If you right-click the space in the Table1 cell and select Drill Down, you’ll see that the user interface generates the same results and syntax.
The reason is that the sample table doesn’t have a primary key. Tables with primary keys use key match lookup.
This is another sample table query with a primary key.
If you right-click on the space in the Table1 cell and select Drill Down, you’ll see the same results but with different syntax.
This is because key match lookup is applied to the positional index operator. It lists all the primary key columns and their values for the selected record. You can also use the key match lookup method in the first sample table query above even if it doesn’t have a primary key.
Remove the last step of that table query and click fx in the formula bar to add a manual step. To get the same result, you need to match the item value to Table1.
You’ll see that it generated the same result. The method works as long as the search criteria doesn’t match multiple rows in the table.
To illustrate, this is a manually created code using the sample table query.
If you press Enter, a single row can’t be returned and you’ll get an error message saying that the key matched multiple rows in the table.
Using optional selection by adding a question mark doesn’t suppress the error because it only affects the not-found behavior. In this case, multiple records were found that meet your criteria.
This is something that you need to be aware of when applying the key match lookup. The user interface will only use key match lookup when a table has a primary key. Otherwise, it will always use the positional index operator.
You can check if a table has a primary key using the Table.Keys function. In this third sample query, you’ll see that the function returns a record.
When you click on the space inside the Record cell, you’ll see a preview of its contents below the preview pane.
You can see that Primary states TRUE for the table. This means that the table has a primary key and contains a list with the key columns for the table.

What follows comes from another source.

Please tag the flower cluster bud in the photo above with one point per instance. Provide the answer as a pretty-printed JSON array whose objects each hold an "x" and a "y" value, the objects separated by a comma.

How To Use Power Query Column Projection
Projection produces a new table that contains a reduced number of columns. The projection operator is a set of square brackets with the field or column selection. To demonstrate, this sample table query will be used.
If you only want to keep the Data column, first add a manual step by clicking the fx in the formula bar. For the syntax, input Data inside the square brackets.
You can select multiple columns by adding a comma after the first column and then creating new square brackets with the added columns. You can see that projection also rearranges the column order depending on the syntax.
Referring to a column that doesn’t exist will cause an error. If you add a new column in the syntax, an error message will appear in the preview pane.
By adding a question mark, any non-existent columns will be added but their values will be set to null.
Power Query is case-sensitive and that’s something to be aware of when using selection or projection.
Selection and projection help you bring out and obtain specific information from a large table or source. They help you single out the data you need. Once you can understand how the two of them operate, you’ll see a great improvement in your data modeling skills.